Do livro O cristão e a angústia, de Hans Urs von Balthasar
É preciso que os poetas católicos dispostos a tratar o tema da angústia cristã, sobretudo eles, aceitem que lhes lembremos esta verdade. A sua responsabilidade é grave e tanto mais grave quanto mais peso tiver o seu testemunho na Igreja e fora dela. Quem conhece com alguma profundidade Georges Bernanos não pode sustentar que ele exagera a noite, o desespero e a angústia, objeção que surgirá facilmente a uma leitura superficial.
Basta um relance à sua vida que, de catástrofe em catástrofe, conserva sempre a marca da autenticidade cristã, para que não possamos ter qualquer dúvida a esse respeito. A zona onde radica e donde brota a sua obra fica para além de toda a inclinação à grandiloqüência e de toda a efervescência da paixão (não menos violenta que a do seu antepassado espiritual Bloy): é uma segurança incorruptível nas coisas da Igreja e do sobrenatural, que ele revela com mão objetiva de medico, não querendo produzir sensação nem falsear seja o que for, mas apenas mostrar o que é. O próprio Bernanos conhecia a angústia desde criança, uma angústia que o atormentou e não o largou mais em toda a vida. Mas não impediu a sua extraordinária, vitoriosa, cavalheiresca coragem; em última análise, não foi mais do que uma forma desta coragem: estar nu e indefeso diante de Deus, tal como os santos que descreve. Ele pôde assim, no ano da sua morte, atingir uma profundidade em que não são exageradas nem blasfemas estar palavras do seu diário: “Nós queremos realmente o que Ele quer, nós queremos verdadeiramente, sem o sabermos, os nossos sofrimentos, a nossa dor, a nossa solidão, julgando querer unicamente a nossa alegria. Imaginamos que fugimos da morte, e na verdade queremos esta morte, como Ele quis a sua. Como Ele se imola em cada altar onde se celebra a Missa, assim recomeça o morrer de novo em cada homem na agonia.

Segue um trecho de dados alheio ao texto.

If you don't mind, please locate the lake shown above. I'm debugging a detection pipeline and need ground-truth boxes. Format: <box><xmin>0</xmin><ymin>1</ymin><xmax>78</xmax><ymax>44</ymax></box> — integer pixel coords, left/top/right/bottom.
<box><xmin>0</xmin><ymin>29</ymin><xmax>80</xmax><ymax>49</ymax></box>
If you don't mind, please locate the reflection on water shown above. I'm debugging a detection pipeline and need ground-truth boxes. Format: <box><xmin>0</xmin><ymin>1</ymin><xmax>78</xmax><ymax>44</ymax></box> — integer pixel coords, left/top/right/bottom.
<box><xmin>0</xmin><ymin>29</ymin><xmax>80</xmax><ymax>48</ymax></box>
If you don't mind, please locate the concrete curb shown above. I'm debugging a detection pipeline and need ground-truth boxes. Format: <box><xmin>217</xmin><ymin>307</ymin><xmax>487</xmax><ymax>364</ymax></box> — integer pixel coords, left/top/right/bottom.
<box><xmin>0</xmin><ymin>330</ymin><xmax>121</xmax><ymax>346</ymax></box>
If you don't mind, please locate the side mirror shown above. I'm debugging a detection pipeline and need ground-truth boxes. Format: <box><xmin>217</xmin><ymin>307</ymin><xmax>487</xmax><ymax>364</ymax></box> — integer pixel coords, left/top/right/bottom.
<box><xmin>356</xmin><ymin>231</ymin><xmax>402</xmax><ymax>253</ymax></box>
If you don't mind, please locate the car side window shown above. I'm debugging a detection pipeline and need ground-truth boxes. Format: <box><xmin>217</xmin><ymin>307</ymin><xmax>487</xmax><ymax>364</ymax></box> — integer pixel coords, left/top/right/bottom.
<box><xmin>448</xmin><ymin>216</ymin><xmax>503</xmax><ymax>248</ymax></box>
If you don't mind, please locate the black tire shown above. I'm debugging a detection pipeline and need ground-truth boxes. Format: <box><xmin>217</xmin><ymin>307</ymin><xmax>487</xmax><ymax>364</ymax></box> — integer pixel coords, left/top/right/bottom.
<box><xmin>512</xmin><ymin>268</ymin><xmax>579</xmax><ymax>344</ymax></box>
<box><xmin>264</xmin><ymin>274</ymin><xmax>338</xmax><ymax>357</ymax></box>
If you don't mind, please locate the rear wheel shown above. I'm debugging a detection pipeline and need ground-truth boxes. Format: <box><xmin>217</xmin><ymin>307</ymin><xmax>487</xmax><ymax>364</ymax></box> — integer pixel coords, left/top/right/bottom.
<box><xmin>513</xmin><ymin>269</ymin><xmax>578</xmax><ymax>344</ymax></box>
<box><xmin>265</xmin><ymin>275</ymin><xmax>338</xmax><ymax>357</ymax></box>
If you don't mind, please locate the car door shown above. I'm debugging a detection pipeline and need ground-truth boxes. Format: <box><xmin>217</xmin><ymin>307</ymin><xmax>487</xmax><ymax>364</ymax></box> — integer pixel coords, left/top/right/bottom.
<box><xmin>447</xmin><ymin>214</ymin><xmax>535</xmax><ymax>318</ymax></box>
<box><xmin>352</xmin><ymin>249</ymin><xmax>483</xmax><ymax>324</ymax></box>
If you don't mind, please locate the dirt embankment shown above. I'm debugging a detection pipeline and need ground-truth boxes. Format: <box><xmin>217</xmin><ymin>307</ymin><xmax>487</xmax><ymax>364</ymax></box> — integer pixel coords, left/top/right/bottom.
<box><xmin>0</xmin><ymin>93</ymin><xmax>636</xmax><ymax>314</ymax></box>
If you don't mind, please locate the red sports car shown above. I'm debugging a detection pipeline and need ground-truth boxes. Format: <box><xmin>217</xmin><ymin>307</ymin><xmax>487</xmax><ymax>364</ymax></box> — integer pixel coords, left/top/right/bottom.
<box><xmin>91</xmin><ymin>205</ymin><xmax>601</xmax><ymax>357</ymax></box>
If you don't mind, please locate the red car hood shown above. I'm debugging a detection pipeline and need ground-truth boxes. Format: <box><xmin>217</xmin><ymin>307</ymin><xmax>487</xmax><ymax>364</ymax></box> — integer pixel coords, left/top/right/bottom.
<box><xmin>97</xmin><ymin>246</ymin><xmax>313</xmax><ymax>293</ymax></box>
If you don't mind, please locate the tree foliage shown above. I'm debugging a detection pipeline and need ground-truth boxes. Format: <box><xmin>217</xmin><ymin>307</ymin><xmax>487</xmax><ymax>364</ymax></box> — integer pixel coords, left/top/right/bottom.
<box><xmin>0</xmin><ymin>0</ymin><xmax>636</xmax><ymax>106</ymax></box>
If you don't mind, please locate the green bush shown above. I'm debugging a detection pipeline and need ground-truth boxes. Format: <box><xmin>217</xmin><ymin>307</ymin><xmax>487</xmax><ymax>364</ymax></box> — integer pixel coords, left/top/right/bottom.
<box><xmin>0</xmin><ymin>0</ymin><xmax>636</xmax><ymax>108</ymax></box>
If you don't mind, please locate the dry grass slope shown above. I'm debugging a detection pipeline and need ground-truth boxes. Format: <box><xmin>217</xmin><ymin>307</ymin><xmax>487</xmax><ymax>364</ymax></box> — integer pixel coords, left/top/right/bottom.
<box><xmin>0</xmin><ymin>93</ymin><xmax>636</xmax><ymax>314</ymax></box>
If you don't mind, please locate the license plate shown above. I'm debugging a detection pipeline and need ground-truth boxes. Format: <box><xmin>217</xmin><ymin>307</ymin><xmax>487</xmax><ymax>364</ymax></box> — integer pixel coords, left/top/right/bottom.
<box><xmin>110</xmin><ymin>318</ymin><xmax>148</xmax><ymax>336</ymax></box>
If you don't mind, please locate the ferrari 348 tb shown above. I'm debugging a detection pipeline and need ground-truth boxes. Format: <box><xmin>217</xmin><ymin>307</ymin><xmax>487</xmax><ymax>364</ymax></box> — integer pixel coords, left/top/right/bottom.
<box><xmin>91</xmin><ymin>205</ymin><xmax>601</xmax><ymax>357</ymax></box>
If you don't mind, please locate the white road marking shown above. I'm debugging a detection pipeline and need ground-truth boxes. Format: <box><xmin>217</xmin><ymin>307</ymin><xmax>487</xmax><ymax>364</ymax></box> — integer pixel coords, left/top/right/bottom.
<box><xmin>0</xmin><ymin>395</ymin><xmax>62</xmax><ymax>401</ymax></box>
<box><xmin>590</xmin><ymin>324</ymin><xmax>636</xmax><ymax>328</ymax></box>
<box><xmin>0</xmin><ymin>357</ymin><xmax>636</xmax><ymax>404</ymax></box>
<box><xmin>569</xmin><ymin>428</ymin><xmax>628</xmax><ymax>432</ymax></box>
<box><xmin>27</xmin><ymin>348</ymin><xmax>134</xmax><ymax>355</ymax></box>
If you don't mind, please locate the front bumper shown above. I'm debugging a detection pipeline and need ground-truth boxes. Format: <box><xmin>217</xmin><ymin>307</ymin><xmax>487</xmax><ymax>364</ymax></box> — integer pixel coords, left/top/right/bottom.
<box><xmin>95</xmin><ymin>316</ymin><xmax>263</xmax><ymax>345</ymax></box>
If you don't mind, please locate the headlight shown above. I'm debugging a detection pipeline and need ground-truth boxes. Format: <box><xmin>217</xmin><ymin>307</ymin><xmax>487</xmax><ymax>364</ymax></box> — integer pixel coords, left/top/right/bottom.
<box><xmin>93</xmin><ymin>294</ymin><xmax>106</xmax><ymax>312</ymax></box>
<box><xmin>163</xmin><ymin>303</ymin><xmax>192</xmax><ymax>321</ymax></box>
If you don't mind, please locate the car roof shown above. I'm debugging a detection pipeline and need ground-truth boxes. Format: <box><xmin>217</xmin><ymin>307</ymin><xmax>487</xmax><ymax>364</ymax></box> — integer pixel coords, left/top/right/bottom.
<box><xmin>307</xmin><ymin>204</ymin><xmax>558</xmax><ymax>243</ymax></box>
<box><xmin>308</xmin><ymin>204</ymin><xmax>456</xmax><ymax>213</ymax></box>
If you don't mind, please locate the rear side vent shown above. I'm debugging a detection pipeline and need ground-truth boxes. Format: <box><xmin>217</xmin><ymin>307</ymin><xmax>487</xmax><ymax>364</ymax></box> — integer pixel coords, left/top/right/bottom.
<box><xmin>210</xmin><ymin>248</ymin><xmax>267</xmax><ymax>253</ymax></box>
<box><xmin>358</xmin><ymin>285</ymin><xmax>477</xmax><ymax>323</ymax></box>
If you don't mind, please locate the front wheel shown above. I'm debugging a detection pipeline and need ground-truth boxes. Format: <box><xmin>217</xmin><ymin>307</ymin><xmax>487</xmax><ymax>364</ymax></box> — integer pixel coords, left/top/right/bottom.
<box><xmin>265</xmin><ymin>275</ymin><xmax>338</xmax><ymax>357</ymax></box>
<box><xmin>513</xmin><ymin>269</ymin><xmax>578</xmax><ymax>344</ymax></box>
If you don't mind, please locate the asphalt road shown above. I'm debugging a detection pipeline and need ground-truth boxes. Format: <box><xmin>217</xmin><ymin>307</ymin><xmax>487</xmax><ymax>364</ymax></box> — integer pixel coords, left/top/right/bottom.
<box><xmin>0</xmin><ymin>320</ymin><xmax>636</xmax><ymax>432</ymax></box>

Nós queremos o que Ele quer, mas não sabemos aquilo que queremos, não nos conhecemos, o pecado faz-nos viver à superfície, só entramos em nós para morrer, e é lá que Ele nos espera”.
A novela de Gertrud Von Le Fort “Die Letzte am Schaffott” (A Última no Patíbulo) já é mais uma problemática: não pela descrição da angústia mística e do sacrifício nela consumado na extrema debilidade, nem pela contraposição desta “pequena debilidade” ao heroísmo viril da mestra das noviças, que, aliás, no fim das contas, não é escolhida para o sacrifício; mas, pela maneira como em Blanche de la Force uma angústia natural, inata e mesmo claramente neurótica, vai constituir a base de uma angústia mística, ou pelo menos desemboca nela sem solução de continuidade. A angústia de Blanche é “predisposição” e é posta em relação com o seu nascimento, ocorrido durante um pânico popular: “desde muito cedo que ela dá mostras de uma ansiedade que excede em muito a que por vezes se observa nas crianças”. “A escada não escorregará?... Não cairá a parede? A gôndola não se afundará? Não se irão as pessoas zangar?”, pergunta continuamente a rapariguinha. Mais tarde, encontra “pequenos expedientes, que serve ao menos para disfarçar o medo... Blanche mostrava-se subitamente cansada ou indisposta, tinha-se esquecido de ir buscar ou de aprender isto ou aquilo, numa palavra: conseguia achar um pretexto para não entrar na gôndola ou subir a escada”. A entrada no Carmelo ao princípio é claramente uma fuga da angústia para a segurança, e é no meio desta ansiedade neurótica, deste “medo do medo”, que vem surpreendê-la a vocação para a autêntica angústia mística. Não é que uma tal vocação possa ser dada unicamente a naturezas fortes e serenas e não a caracteres ansiosos. Mas, neste segundo caso, deve atender-se a não estabelecer uma continuidade, mais, deve até suprimir-se a aparência desta continuidade, porque entre o obscurecimento da angústia natural neurótica e o outro tão diverso, da angústia sobrenatural, insere-se sempre a luz e a serena força vocação.